The post shows a stack of money and a sign that says “Broke … Need Help … God Bless.” The message from the police department along with the image says the cash belongs to a transient man who was arrested for public intoxication. He had collected nearly $234 in a few hours.

Hence, those who donated should have given the money to a charity, rather than “feeding someone’s alcohol addiction,” it said.
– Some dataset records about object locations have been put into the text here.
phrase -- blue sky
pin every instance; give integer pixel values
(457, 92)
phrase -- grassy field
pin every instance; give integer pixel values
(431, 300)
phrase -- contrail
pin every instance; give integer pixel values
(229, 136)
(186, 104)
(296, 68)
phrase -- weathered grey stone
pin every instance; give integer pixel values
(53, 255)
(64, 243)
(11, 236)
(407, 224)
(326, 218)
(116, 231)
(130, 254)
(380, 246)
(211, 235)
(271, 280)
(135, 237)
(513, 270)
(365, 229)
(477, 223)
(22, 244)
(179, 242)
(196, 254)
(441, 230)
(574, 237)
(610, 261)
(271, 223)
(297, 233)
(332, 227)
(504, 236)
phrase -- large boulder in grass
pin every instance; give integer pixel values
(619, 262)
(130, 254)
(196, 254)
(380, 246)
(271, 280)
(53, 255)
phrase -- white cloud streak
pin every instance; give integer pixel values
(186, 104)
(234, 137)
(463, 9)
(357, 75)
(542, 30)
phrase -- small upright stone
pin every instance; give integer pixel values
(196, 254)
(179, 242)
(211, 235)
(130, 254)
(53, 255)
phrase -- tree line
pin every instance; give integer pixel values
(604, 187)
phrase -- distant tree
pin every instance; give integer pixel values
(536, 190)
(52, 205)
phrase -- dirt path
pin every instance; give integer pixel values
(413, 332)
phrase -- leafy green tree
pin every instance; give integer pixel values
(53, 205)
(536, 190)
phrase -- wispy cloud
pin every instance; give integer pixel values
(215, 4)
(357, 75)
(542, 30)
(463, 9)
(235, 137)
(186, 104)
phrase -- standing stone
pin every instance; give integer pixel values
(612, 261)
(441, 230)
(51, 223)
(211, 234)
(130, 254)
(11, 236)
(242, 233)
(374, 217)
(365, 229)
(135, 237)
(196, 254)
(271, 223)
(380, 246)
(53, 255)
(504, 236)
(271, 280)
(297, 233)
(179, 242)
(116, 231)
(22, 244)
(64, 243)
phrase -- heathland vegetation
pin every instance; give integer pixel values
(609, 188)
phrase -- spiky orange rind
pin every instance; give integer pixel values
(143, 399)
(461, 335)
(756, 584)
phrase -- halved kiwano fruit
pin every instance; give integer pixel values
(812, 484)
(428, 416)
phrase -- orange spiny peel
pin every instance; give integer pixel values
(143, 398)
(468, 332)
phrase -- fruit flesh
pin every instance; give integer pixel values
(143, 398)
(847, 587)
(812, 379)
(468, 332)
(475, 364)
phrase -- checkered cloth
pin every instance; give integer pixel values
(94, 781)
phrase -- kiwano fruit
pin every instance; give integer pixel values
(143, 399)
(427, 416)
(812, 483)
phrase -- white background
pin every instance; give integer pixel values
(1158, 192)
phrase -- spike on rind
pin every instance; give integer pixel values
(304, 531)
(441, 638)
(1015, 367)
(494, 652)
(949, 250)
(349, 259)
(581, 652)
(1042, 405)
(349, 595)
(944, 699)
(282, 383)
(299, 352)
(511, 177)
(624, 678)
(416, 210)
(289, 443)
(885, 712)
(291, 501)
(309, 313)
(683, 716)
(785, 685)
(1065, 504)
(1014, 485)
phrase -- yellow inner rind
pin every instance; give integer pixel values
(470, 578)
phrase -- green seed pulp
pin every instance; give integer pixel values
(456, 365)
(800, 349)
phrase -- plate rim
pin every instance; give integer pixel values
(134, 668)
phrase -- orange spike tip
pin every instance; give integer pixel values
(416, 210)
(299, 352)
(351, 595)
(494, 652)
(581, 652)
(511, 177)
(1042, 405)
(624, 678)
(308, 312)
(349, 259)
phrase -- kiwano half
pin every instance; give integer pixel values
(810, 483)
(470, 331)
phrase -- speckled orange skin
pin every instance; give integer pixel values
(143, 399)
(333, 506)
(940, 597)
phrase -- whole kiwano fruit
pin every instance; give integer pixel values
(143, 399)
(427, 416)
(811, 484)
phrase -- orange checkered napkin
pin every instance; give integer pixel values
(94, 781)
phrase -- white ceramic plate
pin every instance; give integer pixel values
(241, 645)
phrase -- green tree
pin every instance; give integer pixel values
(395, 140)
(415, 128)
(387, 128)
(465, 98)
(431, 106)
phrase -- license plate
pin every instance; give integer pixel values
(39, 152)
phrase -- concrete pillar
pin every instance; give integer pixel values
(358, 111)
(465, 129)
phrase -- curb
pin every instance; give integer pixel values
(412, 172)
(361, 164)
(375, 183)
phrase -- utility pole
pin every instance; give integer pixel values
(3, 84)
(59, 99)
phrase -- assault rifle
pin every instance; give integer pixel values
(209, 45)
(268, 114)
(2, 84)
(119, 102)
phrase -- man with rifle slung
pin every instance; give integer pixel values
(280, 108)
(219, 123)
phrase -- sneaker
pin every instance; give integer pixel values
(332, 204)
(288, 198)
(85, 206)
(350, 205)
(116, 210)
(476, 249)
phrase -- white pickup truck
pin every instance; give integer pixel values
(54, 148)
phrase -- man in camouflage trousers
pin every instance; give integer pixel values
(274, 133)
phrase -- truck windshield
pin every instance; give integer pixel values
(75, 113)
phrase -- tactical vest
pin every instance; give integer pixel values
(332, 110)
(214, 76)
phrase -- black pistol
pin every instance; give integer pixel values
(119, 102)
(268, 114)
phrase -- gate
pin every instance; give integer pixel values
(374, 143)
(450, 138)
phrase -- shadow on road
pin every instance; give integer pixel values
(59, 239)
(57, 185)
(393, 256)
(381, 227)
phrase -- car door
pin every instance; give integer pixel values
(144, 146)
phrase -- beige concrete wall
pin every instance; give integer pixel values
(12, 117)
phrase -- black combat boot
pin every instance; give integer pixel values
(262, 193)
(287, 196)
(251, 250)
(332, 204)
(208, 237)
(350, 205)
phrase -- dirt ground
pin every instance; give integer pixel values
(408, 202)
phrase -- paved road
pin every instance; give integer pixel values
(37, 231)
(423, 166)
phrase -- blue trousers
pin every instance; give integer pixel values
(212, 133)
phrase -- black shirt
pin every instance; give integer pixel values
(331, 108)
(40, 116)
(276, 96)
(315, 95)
Cheyenne Police Department spokesman, Kevin Malatesta, told WTSP that in retrospect more detail should have been included in the post. Therefore, two days later, the department followed up with more information. He said the police were not seizing the homeless man’s money, they simply demonstrated how much he made. Furthermore, they assumed the money would further enable his alcohol addiction since they are familiar with him.

In addition to public intoxication, the man also had been arrested for public urination, refusing to obey commands and having an open container.

“We see this particular individual quite a bit,” Malatesta told KUSA. “It’s somebody we deal with on, I’d say, almost a daily basis. Almost every contact we make, he’s intoxicated. So that’s where that’s coming from.”

Most of all, the point of the first post was public education regarding the city’s transient population and police efforts to help.

“If people are enabling it just by giving them money and we see them being arrested for public intoxication or similar offenses, repeating that cycle, that’s exactly what it is.”

They were surprised by the enormous response.

“What we were anticipating was really just wanting to get the message out about local charities and donating to local charities.”